I went with Michelin X-Ice 3 from TireRack. Mounted them on 18" Alzor 628 wheels purchased from ECSTuning. Very happy with ride and performance. Almost didn't want to take off in the spring.


----------



## Yoshiman (Aug 21, 2015)

Hi everyone! New to the forums! I am looking at buying a new S3 and had a quick question. Is it possible to get the car with all season tires? I didn't see that option and I would like to have them for the snowy Minnesota winters. Thanks!


----------



## TripE46 (Feb 23, 2013)

Yoshiman said:


> Hi everyone! New to the forums! I am looking at buying a new S3 and had a quick question. Is it possible to get the car with all season tires? I didn't see that option and I would like to have them for the snowy Minnesota winters. Thanks!

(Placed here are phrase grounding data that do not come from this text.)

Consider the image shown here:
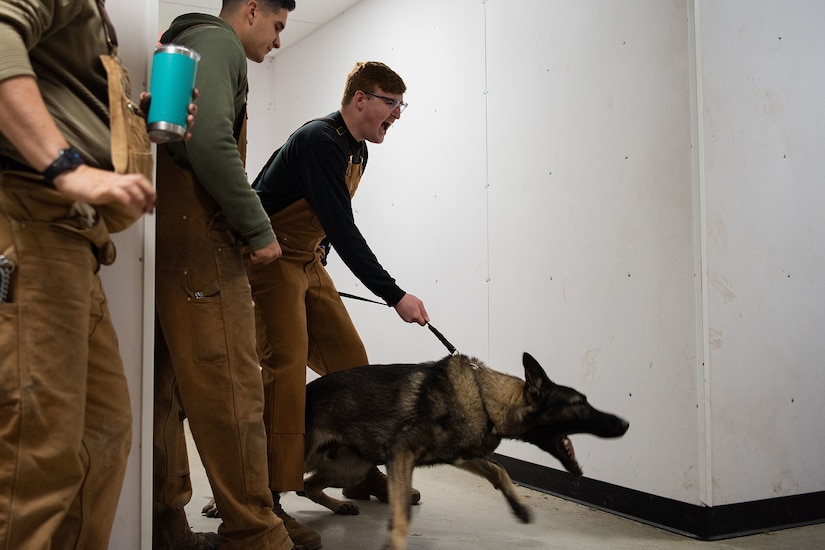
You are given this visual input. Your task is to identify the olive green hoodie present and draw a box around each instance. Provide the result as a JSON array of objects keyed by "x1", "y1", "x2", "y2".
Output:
[{"x1": 159, "y1": 13, "x2": 274, "y2": 250}]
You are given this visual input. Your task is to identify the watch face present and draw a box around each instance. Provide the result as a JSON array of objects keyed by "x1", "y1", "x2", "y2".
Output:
[
  {"x1": 43, "y1": 147, "x2": 84, "y2": 185},
  {"x1": 61, "y1": 148, "x2": 83, "y2": 167}
]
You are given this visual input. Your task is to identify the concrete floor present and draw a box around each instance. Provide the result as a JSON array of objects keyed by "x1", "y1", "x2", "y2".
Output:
[{"x1": 184, "y1": 426, "x2": 825, "y2": 549}]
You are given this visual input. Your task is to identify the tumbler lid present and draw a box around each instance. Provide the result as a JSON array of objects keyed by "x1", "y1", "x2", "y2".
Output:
[{"x1": 154, "y1": 43, "x2": 201, "y2": 62}]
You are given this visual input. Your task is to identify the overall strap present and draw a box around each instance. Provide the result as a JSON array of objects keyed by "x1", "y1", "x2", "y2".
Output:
[
  {"x1": 315, "y1": 116, "x2": 363, "y2": 165},
  {"x1": 252, "y1": 116, "x2": 361, "y2": 189},
  {"x1": 95, "y1": 0, "x2": 118, "y2": 51}
]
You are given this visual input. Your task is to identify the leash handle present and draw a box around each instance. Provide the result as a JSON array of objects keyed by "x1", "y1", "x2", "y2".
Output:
[
  {"x1": 338, "y1": 291, "x2": 389, "y2": 306},
  {"x1": 427, "y1": 322, "x2": 458, "y2": 355}
]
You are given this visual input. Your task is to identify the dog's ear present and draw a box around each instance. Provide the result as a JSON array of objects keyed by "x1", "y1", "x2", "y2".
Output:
[{"x1": 523, "y1": 352, "x2": 554, "y2": 399}]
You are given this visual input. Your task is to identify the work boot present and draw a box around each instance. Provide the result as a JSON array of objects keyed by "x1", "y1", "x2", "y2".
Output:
[
  {"x1": 342, "y1": 466, "x2": 421, "y2": 505},
  {"x1": 198, "y1": 498, "x2": 314, "y2": 549},
  {"x1": 272, "y1": 492, "x2": 323, "y2": 550},
  {"x1": 154, "y1": 509, "x2": 220, "y2": 550}
]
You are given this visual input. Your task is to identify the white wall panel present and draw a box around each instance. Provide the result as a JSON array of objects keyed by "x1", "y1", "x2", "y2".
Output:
[
  {"x1": 485, "y1": 0, "x2": 699, "y2": 502},
  {"x1": 698, "y1": 0, "x2": 825, "y2": 504}
]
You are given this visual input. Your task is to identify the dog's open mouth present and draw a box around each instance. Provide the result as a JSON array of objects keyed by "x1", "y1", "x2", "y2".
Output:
[{"x1": 550, "y1": 436, "x2": 583, "y2": 475}]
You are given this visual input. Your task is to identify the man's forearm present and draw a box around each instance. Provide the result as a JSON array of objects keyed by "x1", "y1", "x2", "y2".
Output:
[{"x1": 0, "y1": 75, "x2": 71, "y2": 171}]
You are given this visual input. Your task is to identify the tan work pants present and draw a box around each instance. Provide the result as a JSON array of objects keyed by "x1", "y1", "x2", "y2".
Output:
[
  {"x1": 153, "y1": 148, "x2": 291, "y2": 549},
  {"x1": 247, "y1": 198, "x2": 369, "y2": 491},
  {"x1": 0, "y1": 172, "x2": 131, "y2": 549}
]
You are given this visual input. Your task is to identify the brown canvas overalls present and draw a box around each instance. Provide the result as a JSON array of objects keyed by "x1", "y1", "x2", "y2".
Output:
[
  {"x1": 152, "y1": 129, "x2": 292, "y2": 548},
  {"x1": 0, "y1": 50, "x2": 150, "y2": 549},
  {"x1": 247, "y1": 154, "x2": 370, "y2": 491}
]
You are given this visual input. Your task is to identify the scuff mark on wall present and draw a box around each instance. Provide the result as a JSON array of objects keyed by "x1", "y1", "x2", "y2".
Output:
[
  {"x1": 582, "y1": 347, "x2": 600, "y2": 384},
  {"x1": 709, "y1": 272, "x2": 737, "y2": 303},
  {"x1": 709, "y1": 328, "x2": 724, "y2": 349}
]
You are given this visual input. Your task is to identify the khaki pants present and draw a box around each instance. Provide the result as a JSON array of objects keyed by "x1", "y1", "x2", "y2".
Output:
[
  {"x1": 248, "y1": 198, "x2": 369, "y2": 492},
  {"x1": 0, "y1": 172, "x2": 131, "y2": 549},
  {"x1": 153, "y1": 149, "x2": 291, "y2": 549}
]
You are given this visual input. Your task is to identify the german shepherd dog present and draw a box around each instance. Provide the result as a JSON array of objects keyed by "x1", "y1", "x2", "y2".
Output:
[{"x1": 301, "y1": 352, "x2": 630, "y2": 550}]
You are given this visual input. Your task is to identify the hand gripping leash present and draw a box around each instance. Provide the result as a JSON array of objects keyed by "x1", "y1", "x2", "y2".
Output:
[{"x1": 338, "y1": 292, "x2": 459, "y2": 355}]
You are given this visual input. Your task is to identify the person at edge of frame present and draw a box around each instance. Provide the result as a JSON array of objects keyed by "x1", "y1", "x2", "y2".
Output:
[{"x1": 0, "y1": 0, "x2": 194, "y2": 547}]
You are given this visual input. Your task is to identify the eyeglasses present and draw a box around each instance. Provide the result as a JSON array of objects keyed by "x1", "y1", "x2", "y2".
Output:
[{"x1": 362, "y1": 91, "x2": 408, "y2": 113}]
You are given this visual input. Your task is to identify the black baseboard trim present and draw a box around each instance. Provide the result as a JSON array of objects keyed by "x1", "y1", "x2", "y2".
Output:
[{"x1": 493, "y1": 453, "x2": 825, "y2": 540}]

I believe, if you do not get the "performance package", the 18" wheels come with all season tires. If you're buying new, you could probably work that into the deal. When I landed on the car that I wanted, the salesman said "this comes with summer tires installed, is that ok?" I said yes, but I have a feeling that if I said no, he would have said something like "ok we'll throw some all seasons on it then."


----------



## Yoshiman (Aug 21, 2015)

Thanks for the info TripE46. I'm just in the beginning stages of looking. That's something I will definitely ask the dealer. I appreciate the help.


----------



## jitsracer (Jul 26, 2016)

*Fit 17s for the 3*

Have a 2016 S3 w/advanced package with the 19inch rims. 

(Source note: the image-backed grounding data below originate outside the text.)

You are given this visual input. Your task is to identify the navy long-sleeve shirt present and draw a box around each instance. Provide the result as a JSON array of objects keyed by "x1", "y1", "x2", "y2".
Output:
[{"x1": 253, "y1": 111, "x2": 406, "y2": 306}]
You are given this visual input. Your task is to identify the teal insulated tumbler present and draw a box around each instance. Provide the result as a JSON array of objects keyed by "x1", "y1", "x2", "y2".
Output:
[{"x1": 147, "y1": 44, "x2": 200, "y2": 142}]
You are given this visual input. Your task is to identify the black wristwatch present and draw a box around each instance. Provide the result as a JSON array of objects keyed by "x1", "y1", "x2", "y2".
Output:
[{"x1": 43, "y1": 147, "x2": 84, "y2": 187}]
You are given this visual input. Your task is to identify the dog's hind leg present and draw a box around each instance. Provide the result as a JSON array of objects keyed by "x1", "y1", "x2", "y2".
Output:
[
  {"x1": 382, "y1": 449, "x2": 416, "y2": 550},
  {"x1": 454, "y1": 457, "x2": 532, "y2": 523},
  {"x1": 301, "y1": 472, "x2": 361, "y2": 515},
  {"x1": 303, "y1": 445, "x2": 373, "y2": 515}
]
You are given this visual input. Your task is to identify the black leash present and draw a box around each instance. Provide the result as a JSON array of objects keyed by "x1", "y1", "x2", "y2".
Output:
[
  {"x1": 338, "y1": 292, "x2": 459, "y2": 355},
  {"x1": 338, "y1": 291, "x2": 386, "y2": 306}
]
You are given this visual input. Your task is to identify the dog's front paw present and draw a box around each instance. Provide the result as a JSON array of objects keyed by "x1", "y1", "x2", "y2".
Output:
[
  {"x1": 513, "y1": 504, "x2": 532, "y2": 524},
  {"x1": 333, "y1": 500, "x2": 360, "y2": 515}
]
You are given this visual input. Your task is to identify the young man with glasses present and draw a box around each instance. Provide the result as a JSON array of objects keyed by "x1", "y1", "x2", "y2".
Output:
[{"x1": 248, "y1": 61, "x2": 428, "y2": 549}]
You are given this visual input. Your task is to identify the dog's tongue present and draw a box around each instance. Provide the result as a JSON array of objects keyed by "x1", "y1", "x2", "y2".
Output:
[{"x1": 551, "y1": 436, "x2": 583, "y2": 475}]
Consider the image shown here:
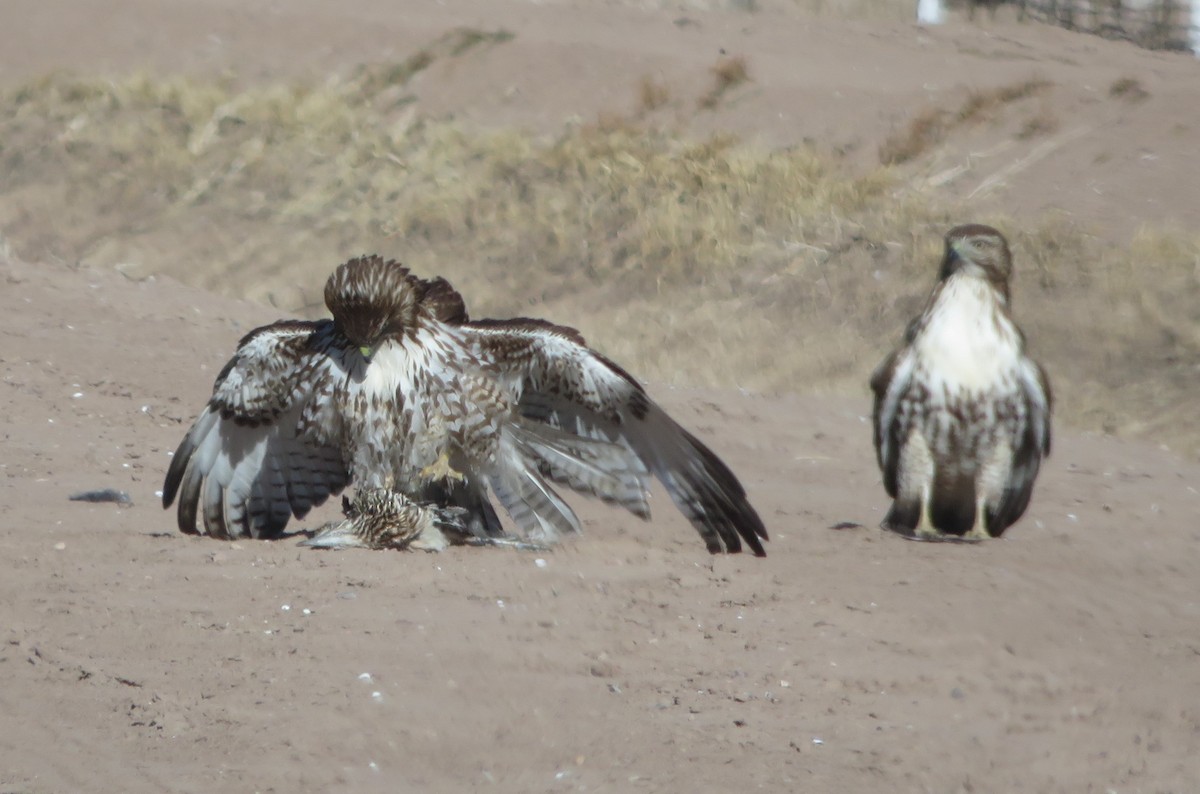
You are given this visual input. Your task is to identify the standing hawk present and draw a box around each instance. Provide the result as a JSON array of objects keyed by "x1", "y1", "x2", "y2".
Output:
[
  {"x1": 869, "y1": 224, "x2": 1052, "y2": 540},
  {"x1": 163, "y1": 255, "x2": 768, "y2": 556}
]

Did a lot of research w/regards to 17s on the car. 

My mechanic managed confirmed that i can use 17s. 

check it out

image upload no limit


----------



## sgt_cr (Mar 18, 2015)

Flying Tomatoes said:


> I'm selling my stock S3 18s with stock 225/40R18 Continental Contact XT all seasons on them if you're interested. They only have 75 miles on them. You're also local to me.


hey are you still selling them?


----------